Чем рассмешила все застолье и смутила молодого князя. Пиршество продолжалось. Гости хмелели, все говорливее становясь. Князь Воротынский старался каждому уделить хоть толику внимания:
— Григорий Леонтьевич, что ж не допил-то чарку?
— Князь Иван, попробуй-ка вон того балычка.
— А где наша крестная? Что-то не вижу.
Оно и впрямь никто не заметил, когда и как исчезла княгиня Шуйская Екатерина. Вроде со всеми подымала чарку, целовала кума, шутила и как растаяла.
— Михаил Васильевич, куда куму дел? — спросил Воротынский шутливо.
Но Скопин неожиданно побледнел, из носа по усам побежала кровь, он откинул голову на спинку кресла.
— Что с тобой, князь? — кинулись к нему Воротынский и Валуев.
— Что-то плохо мне, — прошептал Скопин. — Голова кругом пошла.
— Нестерка, — закричал Волынский. — Зови лечца.
— Он на Торг ушел.
Всполошились гости, повскакали с мест, столпились встревоженные около Скопила.
— Что с ним?
— Занедужил.
— Оботрите кровь.
— Надо дать воды.
— Лучше молока.
— Его надо на ложе положить.
— Да, да, на ложе.
— Давайте возьмемся. Князь, берите его за плечи. Григорий, поддержи ноги.

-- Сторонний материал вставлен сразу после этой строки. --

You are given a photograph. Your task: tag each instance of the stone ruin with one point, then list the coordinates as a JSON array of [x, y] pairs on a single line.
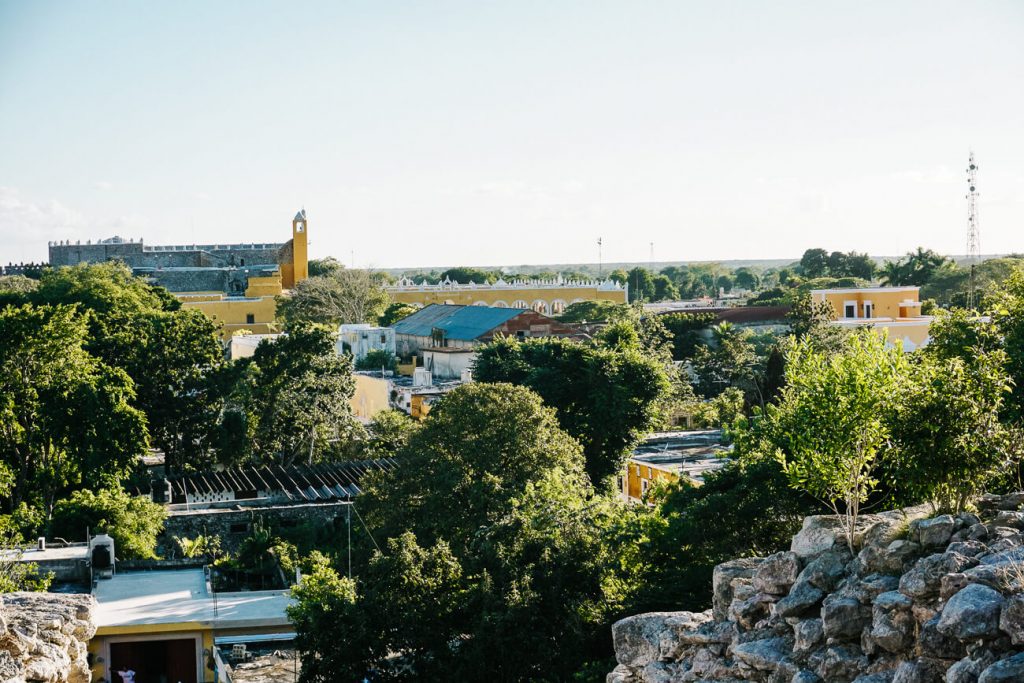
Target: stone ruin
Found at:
[[925, 599], [43, 637]]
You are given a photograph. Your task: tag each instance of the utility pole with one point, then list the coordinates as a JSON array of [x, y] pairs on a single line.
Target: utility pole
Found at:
[[973, 239]]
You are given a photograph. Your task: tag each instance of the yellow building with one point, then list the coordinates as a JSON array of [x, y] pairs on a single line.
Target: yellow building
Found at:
[[167, 625], [667, 457], [894, 311], [545, 296], [256, 310]]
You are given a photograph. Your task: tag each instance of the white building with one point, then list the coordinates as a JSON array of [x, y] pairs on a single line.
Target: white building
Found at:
[[361, 339]]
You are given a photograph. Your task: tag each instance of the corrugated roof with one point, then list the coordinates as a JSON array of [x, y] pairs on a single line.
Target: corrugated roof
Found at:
[[463, 323]]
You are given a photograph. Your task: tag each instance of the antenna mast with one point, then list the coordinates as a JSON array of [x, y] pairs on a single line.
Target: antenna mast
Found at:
[[973, 241]]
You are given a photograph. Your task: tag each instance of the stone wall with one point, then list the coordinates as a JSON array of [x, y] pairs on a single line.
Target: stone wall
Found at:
[[235, 524], [43, 637], [924, 599]]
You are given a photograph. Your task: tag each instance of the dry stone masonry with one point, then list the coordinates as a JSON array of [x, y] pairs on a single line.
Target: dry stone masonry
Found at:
[[43, 637], [924, 599]]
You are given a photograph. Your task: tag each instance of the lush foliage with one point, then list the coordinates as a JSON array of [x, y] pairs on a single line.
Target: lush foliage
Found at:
[[605, 397], [291, 401], [343, 295], [133, 522], [489, 553], [828, 427], [66, 417]]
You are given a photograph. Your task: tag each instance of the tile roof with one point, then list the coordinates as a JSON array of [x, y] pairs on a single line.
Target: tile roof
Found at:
[[463, 323]]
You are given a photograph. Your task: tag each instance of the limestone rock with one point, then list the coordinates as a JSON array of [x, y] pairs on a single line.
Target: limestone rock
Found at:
[[722, 586], [933, 532], [777, 573], [972, 613], [1006, 671], [892, 622]]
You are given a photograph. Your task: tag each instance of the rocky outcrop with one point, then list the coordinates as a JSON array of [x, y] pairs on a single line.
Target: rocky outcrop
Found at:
[[43, 637], [924, 599]]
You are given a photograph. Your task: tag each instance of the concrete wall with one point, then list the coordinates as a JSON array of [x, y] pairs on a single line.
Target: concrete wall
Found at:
[[233, 525]]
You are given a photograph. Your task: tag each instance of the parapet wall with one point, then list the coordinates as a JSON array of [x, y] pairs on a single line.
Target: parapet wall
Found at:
[[43, 637], [939, 599]]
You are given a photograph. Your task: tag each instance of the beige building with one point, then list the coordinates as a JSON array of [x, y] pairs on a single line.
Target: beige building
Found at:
[[550, 297], [891, 310]]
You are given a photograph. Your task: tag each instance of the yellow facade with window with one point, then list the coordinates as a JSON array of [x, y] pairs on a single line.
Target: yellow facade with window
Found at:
[[894, 311]]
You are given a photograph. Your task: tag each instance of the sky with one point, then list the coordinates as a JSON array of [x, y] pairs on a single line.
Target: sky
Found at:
[[441, 133]]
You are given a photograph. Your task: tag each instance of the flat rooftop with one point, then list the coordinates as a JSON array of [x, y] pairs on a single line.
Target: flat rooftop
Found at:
[[176, 596], [76, 551]]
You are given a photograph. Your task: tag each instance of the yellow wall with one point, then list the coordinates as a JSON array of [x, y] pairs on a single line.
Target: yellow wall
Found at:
[[371, 397], [231, 312], [507, 296], [264, 286], [886, 301], [97, 646], [637, 472]]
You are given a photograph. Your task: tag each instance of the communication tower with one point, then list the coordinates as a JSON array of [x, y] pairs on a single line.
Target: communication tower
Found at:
[[973, 240]]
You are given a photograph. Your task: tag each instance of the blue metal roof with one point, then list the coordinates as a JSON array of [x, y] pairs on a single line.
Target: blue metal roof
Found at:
[[463, 323]]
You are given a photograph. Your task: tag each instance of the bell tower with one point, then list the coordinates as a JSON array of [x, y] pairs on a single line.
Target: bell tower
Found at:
[[300, 263]]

Поднятый на руки Скопин неожиданно внятно проговорил:
— Пожалуйста, домой.
— Да, да, да, — подхватил взволнованный Воротынский и закричал: — Нестерка, вели запрягать каптану. Да быстрей ты, телепень!
Ехать с Скопиным вызвались Валуев и Федор Чулков. Гости, пораженные случившимся, не захотели уже возвращаться к столу. Праздник был испорчен. И вскоре все начали разъезжаться.
Валуев, вернувшись, застал только князя Воротынского. Он поднял встревоженный взгляд:
— Ну как?
— Плохо, князь. Очень плохо. Его еще в каптане начало рвать.
— Отчего бы это, Гриша?
— Как отчего? — возмутился Валуев. — Его отравили.
— Кто? Что ты мелешь?
— Кума твоя, курва, вот кто! Она — змеюка малютовская.
— Тише, Гриша, тише. Могут холопы услышать. И это в моем доме, Боже мой!
— Шила в мешке не утаишь, Иван Михайлович, завтра вся Москва будет знать: у Воротынского убили князя Скопина.
— Бог с тобой, Григорий Леонтьевич, что ты говоришь? При чем тут я? Да и потом, может, еще обойдется, выздоровеет князь.
— Хотелось бы верить, но от укуса такой змеи… Эх, Иван Михайлович, кто тебя надоумил ее в крестные звать?
— Она сама напросилась.
— Как, то есть, сама? — насторожился Валуев.
— Ну как? Я сказал ей, что восприемником зван Михаил Васильевич, она и говорит: меня тоже возьми, хочу с племяшом покумиться.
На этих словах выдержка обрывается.